I got tired of shit cluttering up my guest bedroom so I went out and did some work today. I got the battery/amp rack built and installed.I got the rear batteries wired up. The rack was made out of 3/4mdf and I put several braces along the bottom and layered it in resin and mat for added strength. Its big enough for 4 2150's should I upgrade in the future. I fused the runs from the front batteries to the rear with 300amp anl fuses. I usually dont for cars that I compete with but any car that see the road will get them, better safe than sorry. I used 3/0 copper ring terminals over standard car audio ring terminals since they are better quality and its easier to fit 0ga wire in there since most is over sized nowadays. They only cost 90cents each at www.delcity.com opposed to double and triple that on most sites. I went with heat shring tubing over the standard rubber boots since they close off the terminals and keep all moisture out and look better imo. That can be bought from pretty much any welding supply site/store. I have to pick up more fuses and bolts tomorrow so I can set the gains with the DD-1 and mount the amps up. From there I can drop the subs in and the trunk will be finished


----------



## Pitbullx (Jul 27, 2005)

During my period of being lazy I went ahead and bought some RF T2652 components (6.5) since my old bs coaxils wont cut it anymore. I ended up getting 4 of the Ascendant Audio Carbon mids (7in) for an upgrade once the Rockford Fosgate 3sixty.3 is released. (Im going active with Seas tweeters and a RF 600.4 or 1000.4.) Glassing the doors up for pods and tweets in the a-pillar. but that wont be anytime soon. I also glassed up the inside of my box to further strengthen it, the baffle is 1" sides are 3/4. more pics/progress tomorrow


----------



## Pitbullx (Jul 27, 2005)

for those looking for good cheap 1/0 go to www.mechman.com and use the shok wire, Ive used this and the Knukonceptz CCA wire for this install. The shok has a sturdier jacket, the strand count is higher and the wire is thicker. I honestly do not like the Knukonceptz cca at all. The jacket and wire has a very brittle/flimsy feel, hopefully it holds up but I will not buy it again.

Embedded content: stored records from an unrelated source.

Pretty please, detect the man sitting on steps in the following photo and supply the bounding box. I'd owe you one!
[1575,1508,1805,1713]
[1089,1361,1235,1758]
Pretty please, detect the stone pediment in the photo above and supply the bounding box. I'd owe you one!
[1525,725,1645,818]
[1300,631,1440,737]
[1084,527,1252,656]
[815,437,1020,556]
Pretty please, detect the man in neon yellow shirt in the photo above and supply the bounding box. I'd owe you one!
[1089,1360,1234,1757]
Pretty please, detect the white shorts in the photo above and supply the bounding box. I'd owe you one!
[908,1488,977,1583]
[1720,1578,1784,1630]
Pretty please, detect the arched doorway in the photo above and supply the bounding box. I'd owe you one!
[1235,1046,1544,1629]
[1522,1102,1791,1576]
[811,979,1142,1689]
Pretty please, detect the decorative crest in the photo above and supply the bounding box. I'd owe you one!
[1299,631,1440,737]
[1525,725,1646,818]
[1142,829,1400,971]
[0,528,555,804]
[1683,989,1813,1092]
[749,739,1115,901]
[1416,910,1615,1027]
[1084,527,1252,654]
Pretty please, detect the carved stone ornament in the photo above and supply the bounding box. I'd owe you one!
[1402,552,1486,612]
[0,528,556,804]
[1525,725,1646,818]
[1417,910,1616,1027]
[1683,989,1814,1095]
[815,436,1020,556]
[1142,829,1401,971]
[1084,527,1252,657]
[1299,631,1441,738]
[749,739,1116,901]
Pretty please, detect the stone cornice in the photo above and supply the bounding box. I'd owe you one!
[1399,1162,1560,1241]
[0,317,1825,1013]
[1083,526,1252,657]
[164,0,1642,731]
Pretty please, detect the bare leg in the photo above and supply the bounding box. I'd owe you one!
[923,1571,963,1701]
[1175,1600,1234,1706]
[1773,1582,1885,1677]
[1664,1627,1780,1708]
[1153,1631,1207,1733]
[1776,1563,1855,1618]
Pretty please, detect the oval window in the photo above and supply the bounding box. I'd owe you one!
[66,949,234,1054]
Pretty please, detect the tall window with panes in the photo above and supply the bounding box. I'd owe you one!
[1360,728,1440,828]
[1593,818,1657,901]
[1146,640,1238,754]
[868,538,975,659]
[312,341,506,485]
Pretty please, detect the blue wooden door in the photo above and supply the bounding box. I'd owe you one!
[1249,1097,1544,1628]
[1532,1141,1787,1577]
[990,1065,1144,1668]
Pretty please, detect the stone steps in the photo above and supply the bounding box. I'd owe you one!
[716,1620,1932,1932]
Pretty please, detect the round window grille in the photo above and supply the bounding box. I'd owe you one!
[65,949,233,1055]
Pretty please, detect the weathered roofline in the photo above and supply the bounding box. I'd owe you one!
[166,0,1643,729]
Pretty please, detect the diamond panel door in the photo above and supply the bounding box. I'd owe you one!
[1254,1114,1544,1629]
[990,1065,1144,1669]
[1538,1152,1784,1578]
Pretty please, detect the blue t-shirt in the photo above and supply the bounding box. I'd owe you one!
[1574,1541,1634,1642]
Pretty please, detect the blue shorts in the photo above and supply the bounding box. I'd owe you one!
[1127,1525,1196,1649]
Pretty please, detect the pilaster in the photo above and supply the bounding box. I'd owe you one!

I got the batteries and amps wired up and everything works, Im going to finish the big 3 and get started on the front doors. My favorite HU died today after 7yrs of service. Pioneer 8600mp, luckily I had a backup Premier 860mp so all is well. Ill put up more pictures tomorrow...


----------



## baggedout81 (Jan 5, 2009)

swee!!


----------



## 79 cutty (Sep 27, 2005)

Looking good. I am very pleased with the ease of use, and outcome of using the DD-1. Definitely prefer it over my OScope now.


----------



## Pitbullx (Jul 27, 2005)

since its a 4dr Im going to put some big wheels back on it, but no monster truck lift
24x10 with a 255/30r24s

















the subs have been playing for about a week now, even with all the electrical upgrades I have severe voltage drop. Im dropping down to low-mid 11s. But thats what happens when you have a TRUE 7000w rms not some korean bullshit. Im getting a 2nd alternator and a module within a few weeks, it will be much louder. There's 2 layers of damplifier pro over the entire back half of the car and fiberglass resin w/heavy mat. Ive broken the back corner light housing off and knocked all the emblems off as well. It moves tons of air even though its starving for voltage. Ill get a better video up sunday, it does hair tricks at the back window 
and no the amps arent cutting out thats just how the beat to the song goes..

Lil Wayne - Beat without bass
http://s2.photobucket.com/albums/y32/Digital_Designs/?action=view&current=test1.mp4


----------



## Pitbullx (Jul 27, 2005)

yes that ugly mofo is in need of paint badly, I have everything in my shop already it will get sprayed this winter lol


----------



## baggedout81 (Jan 5, 2009)

Jesus bro!!! Beatin the block down.Keep it goin bro:thumbsup:


----------



## Pitbullx (Jul 27, 2005)

voltage still sucks ass but it still moves shit
http://www.youtube.com/watch?v=gbIXI9bEfe4


----------



## BGGD_GMC (Oct 22, 2007)

Pitbullx said:


> for those looking for good cheap 1/0 go to www.mechman.com and use the shok wire, Ive used this and the Knukonceptz CCA wire for this install. The shok has a sturdier jacket, the strand count is higher and the wire is thicker. I honestly do not like the Knukonceptz cca at all. The jacket and wire has a very brittle/flimsy feel, hopefully it holds up but I will not buy it again.
> 
> I got the batteries and amps wired up and everything works, Im going to finish the big 3 and get started on the front doors. My favorite HU died today after 7yrs of service. Pioneer 8600mp, luckily I had a backup Premier 860mp so all is well. Ill put up more pictures tomorrow...


should of gotten the OFC 1/0 from knu, sell me that knu wire you have


----------



## Pitbullx (Jul 27, 2005)

I prefer the OFC RF wire that Im running  better than the shit from KNU, but the Shok cca is better all round than the Knu cca


----------